Well, I'm not a cable engineer, but...
Yeah, I guess OP is misunderstanding the tech.
USB-C does scale dynamically depending on what it's connected to. So... for instance, you can choose to have 4K60 with only USB 2.0 transfer speeds, or 4K30 with full USB 3.0. This is achieved through having the controller decide what the SuperSpeed pins are used for.
Source:
https://en.wikipedia.org/wiki/USB-C#Modes
You can "kinda" think of 4K60 mode as taking up everything else and leaving just the USB 2.0 pins available for more data transfer, and then 4K30 only use up half of the SuperSpeed pins, leaving the others free for USB 3.0 + you still get the USB 2.0 pins.
Thunderbolt 3 is just a different beast, on that note.
And cable length also matters.
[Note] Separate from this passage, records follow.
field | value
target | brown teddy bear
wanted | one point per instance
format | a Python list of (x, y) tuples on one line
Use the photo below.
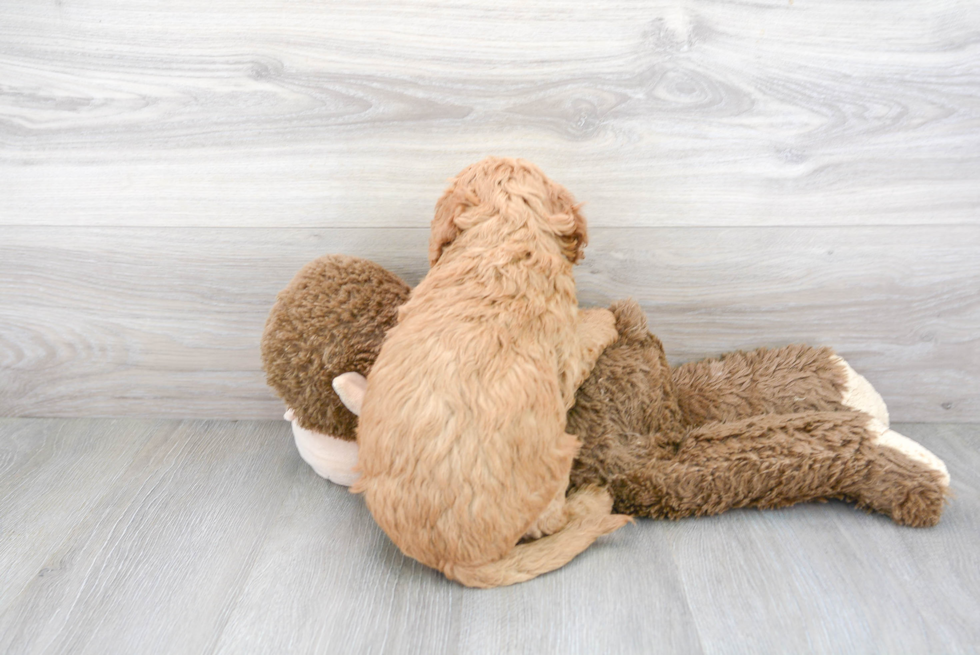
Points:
[(767, 428)]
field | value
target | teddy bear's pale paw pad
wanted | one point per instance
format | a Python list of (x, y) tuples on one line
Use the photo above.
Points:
[(330, 457), (860, 395), (911, 449)]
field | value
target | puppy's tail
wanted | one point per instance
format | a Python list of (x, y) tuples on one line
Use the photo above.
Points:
[(589, 517)]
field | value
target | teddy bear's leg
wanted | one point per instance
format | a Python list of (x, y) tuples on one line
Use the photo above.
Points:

The "short" (oh God, the pun) of it is... shorter cables are best for transfer speed.
On that note, the rumored upcoming "use iPad as external drawing tablet screen" mode is also fully possible with USB-C delivering display data + USB 3.0 transfer speed between Mac and iPad Pro, considering none of the iPads have resolution as high as 4K.
At 2732x2048 resolution for the largest iPad Pro (12.9), I did some quick math and figured that would require about 8Gbit/s transfer rate for 8-bit per color channel, or just about 10Gbit/s transfer rate for 10-bit per color channel (I highly doubt the iPad Pro has 10-bit display panels, but I could be wrong). So the math kinda works out. It rubs up against the bandwidth limit but doesn't exceed it. Even 0.5Gbit more and you'd lose USB 3.0 speed.